18609362. Phrase Extraction for ASR Models simplified abstract (Google LLC)

From WikiPatents
Jump to navigation Jump to search

Phrase Extraction for ASR Models

Organization Name

Google LLC

Inventor(s)

Ehsan Amid of Mountain View CA (US)

Om Dipakbhai Thakkar of Sunnyvale CA (US)

Rajiv Mathews of Sunnyvale CA (US)

Francoise Beaufays of Mountain View CA (US)

Phrase Extraction for ASR Models - A simplified explanation of the abstract

This abstract first appeared for US patent application 18609362 titled 'Phrase Extraction for ASR Models

Simplified Explanation:

The method described in the abstract involves modifying audio data to hide a specific phrase, then using an ASR model to see if the phrase can still be detected.

Key Features and Innovation:

  • Audio data is altered to obscure a particular phrase.
  • ASR model is used to predict the transcription of the altered audio.
  • Detection of leaked phrases from the training data set.

Potential Applications: This technology could be used in privacy-sensitive applications where certain phrases need to be protected from being leaked by ASR models.

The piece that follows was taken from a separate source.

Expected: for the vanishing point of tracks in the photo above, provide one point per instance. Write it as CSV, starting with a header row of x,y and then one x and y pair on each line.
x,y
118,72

Problems Solved: This technology addresses the issue of sensitive information being unintentionally leaked by ASR models during transcription.

Benefits:

  • Enhanced privacy protection for sensitive information.
  • Improved control over the information revealed by ASR models.

Commercial Applications: Potential commercial applications include secure transcription services for industries dealing with confidential information, such as healthcare or legal sectors.

Prior Art: Researchers interested in this technology may want to explore prior work in the fields of audio data obfuscation and ASR model training techniques.

Frequently Updated Research: Stay updated on advancements in audio data privacy protection and ASR model security measures to ensure the most effective implementation of this technology.

Questions about Audio Data Obfuscation: 1. How does audio data obfuscation differ from encryption in terms of protecting sensitive information? 2. What are the potential limitations of using audio data obfuscation techniques in real-world applications?


Original Abstract Submitted

A method of phrase extraction for ASR models includes obtaining audio data characterizing an utterance and a corresponding ground-truth transcription of the utterance and modifying the audio data to obfuscate a particular phrase recited in the utterance. The method also includes processing, using a trained ASR model, the modified audio data to generate a predicted transcription of the utterance, and determining whether the predicted transcription includes the particular phrase by comparing the predicted transcription of the utterance to the ground-truth transcription of the utterance. When the predicted transcription includes the particular phrase, the method includes generating an output indicating that the trained ASR model leaked the particular phrase from a training data set used to train the ASR model.